Hannah Lee, a sophomore middle grades mathematics education major and second-year villager, has enjoyed connecting with her mentee. They’ve communicated through email and Zoom, which has allowed them to continue their relationship and offer support from a distance.

“I feel it is important to continue our connection because with everything changing, I want to at least make her feel like I am still there for her. My mentee has a tough home life and I am so glad that I get to continue to be an advocate for her when she needs it the most,” Lee said.

Aside from the villagers, education advisers have been reaching out to village members regularly. The six students who serve as education advisers have been hosting virtual programs around youth advocacy from a new lens of shelter-in-place, learning at home with one’s family and fun social gatherings such as making facemasks and nail painting.

“We’ve talked about the things that this team has struggled with since being home and turned them into opportunities to continue connecting with our village. These mentors have really done a lot of work to keep our village connected from afar,” said Lindsey Hubbard, assistant director of Students Advocating for Youth.

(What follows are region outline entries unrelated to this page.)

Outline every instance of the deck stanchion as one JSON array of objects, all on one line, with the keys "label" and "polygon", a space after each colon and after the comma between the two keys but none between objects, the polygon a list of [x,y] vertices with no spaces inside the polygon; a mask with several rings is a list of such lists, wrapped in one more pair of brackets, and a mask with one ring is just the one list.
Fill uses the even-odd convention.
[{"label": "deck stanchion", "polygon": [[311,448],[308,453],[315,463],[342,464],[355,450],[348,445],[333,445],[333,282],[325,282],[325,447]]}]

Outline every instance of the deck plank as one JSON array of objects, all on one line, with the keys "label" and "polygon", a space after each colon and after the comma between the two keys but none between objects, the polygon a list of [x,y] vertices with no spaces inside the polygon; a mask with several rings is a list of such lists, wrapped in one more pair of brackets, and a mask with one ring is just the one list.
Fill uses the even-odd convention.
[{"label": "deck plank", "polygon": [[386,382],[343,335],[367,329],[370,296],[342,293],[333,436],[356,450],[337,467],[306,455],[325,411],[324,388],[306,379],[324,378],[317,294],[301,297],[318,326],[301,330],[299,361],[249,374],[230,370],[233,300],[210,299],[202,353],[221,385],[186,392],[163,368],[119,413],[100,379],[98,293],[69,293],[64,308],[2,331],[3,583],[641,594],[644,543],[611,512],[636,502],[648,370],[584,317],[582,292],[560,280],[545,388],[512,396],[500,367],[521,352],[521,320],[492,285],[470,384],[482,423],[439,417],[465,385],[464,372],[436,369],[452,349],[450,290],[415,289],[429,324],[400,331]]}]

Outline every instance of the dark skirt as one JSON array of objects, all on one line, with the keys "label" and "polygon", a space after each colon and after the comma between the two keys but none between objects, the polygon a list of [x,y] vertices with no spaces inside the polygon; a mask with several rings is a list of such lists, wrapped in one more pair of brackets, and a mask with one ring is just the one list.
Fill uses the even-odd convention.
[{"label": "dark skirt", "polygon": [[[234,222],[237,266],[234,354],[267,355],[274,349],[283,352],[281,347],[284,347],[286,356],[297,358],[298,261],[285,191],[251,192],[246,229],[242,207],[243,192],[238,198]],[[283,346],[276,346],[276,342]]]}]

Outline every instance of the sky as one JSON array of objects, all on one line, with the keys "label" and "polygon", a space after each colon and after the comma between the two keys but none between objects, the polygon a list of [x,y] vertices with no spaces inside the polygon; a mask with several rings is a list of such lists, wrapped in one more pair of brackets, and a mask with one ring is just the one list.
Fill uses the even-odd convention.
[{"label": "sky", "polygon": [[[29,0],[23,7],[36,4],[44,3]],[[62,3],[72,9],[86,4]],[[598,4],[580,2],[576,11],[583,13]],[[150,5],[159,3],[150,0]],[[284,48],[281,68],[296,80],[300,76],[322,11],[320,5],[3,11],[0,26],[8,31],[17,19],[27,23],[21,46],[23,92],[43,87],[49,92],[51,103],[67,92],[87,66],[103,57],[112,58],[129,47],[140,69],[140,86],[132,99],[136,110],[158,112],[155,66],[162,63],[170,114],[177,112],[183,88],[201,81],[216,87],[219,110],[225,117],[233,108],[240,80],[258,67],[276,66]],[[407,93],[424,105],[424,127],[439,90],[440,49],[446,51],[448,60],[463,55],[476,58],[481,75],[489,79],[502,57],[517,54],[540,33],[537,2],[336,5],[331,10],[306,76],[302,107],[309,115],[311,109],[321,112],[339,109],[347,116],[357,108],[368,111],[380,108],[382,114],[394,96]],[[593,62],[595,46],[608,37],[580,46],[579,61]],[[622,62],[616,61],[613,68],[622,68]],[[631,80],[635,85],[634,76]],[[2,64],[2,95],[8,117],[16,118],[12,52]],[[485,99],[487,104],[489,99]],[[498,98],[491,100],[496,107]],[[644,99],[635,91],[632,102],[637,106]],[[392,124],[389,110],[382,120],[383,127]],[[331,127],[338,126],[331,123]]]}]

Some education advisors have hosted Zoom office hours to allow their advisees to just pop in and do home together, a similar activity to their normal lounge experience in Syme Hall.

SAY Village is a living and learning village that connects NC State University students with underserved K-12 students in the Wake County Public School System (WCPSS) for after-school mentoring. First-year students serve at one of four partner elementary schools, while second-year students serve at Reedy Creek Middle School.

“Having a continued connection between advocates and student partners is vital during this unprecedented time. Many of our WCPSS student partners lack vital home resources as compared to their peers and have struggled with trust and abandonment issues,” McWilliams said. “Every year, we see the trust and bonds that form between SAY participants. It is crucial that we fulfill that role in this year when our time together has been cut short.”